Штабель досок, которые нам принесла река, – это не просто собрание индивидуальностей, но и сборник рассказов о человеческой деятельности на фермах и в лесах выше по течению. Автобиографии старых досок пока еще не включены в университетские курсы литературы, но это не мешает любой ферме на речном берегу обладать библиотекой, всегда доступной тем, кто орудует молотком и пилой. И с каждым половодьем она пополняется всякими новинками.
Уединение бывает разным и обладает многими степенями. Остров на середине озера – место уединенное, но по озеру плавают лодки, и всегда можно ждать гостей. Заоблачная горная вершина сулит свое уединенна, но почти на все вершины ведут тропы, а по тропам ходят туристы. Я не представляю себе уединения более нерушимого, чем то, которое оберегается весенним половодьем. И так же считают гуси, которым ведомо куда больше степеней и разновидностей одиночества, чем мне.
И вот мы сидим на своем холме возле расцветшей сон-травы и смотрим на проплывающих гусей. Я гляжу туда, где наша дорога уходит под воду, и решаю (с внешним равнодушием, но про себя ликуя), что по крайней мере сегодня вопрос о том, как добраться сюда или выбраться отсюда, плодотворно могут обсуждать только карпы.
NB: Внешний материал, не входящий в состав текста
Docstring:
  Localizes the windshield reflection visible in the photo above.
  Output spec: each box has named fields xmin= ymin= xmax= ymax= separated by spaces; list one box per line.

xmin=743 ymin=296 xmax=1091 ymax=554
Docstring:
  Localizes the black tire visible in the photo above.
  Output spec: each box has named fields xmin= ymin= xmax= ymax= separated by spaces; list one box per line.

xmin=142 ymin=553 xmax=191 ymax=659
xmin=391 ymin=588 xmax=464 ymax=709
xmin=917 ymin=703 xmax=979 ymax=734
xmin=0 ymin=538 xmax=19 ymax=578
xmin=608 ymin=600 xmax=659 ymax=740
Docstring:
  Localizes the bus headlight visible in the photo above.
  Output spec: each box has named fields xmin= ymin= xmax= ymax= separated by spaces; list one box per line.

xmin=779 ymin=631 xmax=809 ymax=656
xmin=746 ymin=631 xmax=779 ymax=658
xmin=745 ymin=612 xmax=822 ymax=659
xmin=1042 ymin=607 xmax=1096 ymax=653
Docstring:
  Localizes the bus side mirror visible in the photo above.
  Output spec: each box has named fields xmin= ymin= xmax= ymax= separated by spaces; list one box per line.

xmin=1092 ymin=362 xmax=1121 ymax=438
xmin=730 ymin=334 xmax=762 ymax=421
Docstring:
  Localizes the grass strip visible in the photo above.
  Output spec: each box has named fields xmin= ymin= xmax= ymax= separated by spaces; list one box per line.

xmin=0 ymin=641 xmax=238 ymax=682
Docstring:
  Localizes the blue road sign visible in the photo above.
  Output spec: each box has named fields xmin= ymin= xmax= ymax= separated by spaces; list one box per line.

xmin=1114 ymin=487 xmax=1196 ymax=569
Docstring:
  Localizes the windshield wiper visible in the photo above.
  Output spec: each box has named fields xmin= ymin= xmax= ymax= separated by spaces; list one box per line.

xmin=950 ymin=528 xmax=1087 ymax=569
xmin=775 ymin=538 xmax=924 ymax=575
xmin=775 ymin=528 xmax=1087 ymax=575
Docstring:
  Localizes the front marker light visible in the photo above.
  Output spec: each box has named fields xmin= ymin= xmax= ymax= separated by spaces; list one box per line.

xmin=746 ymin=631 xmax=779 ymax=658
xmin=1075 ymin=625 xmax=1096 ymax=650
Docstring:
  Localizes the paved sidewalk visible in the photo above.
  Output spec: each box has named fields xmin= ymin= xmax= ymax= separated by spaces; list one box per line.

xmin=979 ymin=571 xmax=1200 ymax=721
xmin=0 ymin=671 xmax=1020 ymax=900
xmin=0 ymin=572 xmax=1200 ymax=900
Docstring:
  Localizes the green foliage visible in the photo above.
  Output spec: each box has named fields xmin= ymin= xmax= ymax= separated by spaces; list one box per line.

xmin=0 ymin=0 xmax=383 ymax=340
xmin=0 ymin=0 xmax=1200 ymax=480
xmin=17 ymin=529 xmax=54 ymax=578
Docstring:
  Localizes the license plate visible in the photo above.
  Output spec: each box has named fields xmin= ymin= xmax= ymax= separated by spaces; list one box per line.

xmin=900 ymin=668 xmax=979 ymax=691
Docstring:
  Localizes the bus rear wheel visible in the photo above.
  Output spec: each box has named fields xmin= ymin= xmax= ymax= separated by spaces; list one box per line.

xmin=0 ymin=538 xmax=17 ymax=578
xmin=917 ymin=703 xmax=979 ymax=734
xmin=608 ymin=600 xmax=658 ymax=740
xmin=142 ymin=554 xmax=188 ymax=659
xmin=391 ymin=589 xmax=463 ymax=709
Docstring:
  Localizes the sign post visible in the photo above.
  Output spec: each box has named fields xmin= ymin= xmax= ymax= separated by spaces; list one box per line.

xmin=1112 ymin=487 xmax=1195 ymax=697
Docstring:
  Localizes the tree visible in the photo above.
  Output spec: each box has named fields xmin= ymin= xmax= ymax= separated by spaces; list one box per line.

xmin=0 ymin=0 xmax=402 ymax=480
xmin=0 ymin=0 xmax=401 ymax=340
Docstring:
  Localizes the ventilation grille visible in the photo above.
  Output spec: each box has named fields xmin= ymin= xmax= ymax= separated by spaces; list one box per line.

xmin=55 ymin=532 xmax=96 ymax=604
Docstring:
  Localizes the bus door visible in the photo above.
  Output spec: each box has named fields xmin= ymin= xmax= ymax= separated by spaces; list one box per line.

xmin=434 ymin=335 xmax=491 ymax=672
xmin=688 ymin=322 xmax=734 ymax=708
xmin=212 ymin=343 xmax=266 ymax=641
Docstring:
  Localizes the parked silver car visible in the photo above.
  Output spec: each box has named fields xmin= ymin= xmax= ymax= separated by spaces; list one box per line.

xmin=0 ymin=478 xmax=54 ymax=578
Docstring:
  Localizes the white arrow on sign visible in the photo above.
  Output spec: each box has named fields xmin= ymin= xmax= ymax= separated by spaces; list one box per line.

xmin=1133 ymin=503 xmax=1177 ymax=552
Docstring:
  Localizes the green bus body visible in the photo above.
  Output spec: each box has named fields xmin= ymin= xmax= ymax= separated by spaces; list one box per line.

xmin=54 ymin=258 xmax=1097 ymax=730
КРУПКАЕще две-три недели, и крупка, самое крохотное из цветущих растений, усеет все пески своими малюсенькими звездочками. Тот, кто ищет весну, с надеждой глядя вверх, не видит такой мелочи, как крупка. Тот, кто, отчаявшись ждать весну, опускает глаза, топчет ее, не замечая. Тот, кто ищет весну, ползая на коленях в грязи, находит ее в изобилии.
Крупка просит – и получает – лишь самую скудную долю тепла и комфорта; она живет невостребованными остатками времени и пространства. Учебники ботаники отводят ей две-три строчки, но никогда не помещают ее рисунка или фотографии. Крупке достаточно песка, слишком бесплодного, и солнца, слишком слабого для более крупных, нарядных цветов. В конце-то концов она вовсе и не весенний цветок, а всего лишь постскриптум к надежде.
Крупка не заставляет звучать струны сердца. Ее благоухание – если она благоухает – бесследно развеивают порывистые ветры. Цвет у нее безыскусственно белый. Листья ее носят практичную одежду из мохнатых волосков. Ее никто не ест – она слишком мала. Поэты ее не воспевают. Какой-то ботаник дал ей однажды латинское название и забыл про нее. В ней нет ничего значительного – просто маленькое живое существо, исполняющее свою работу быстро и хорошо.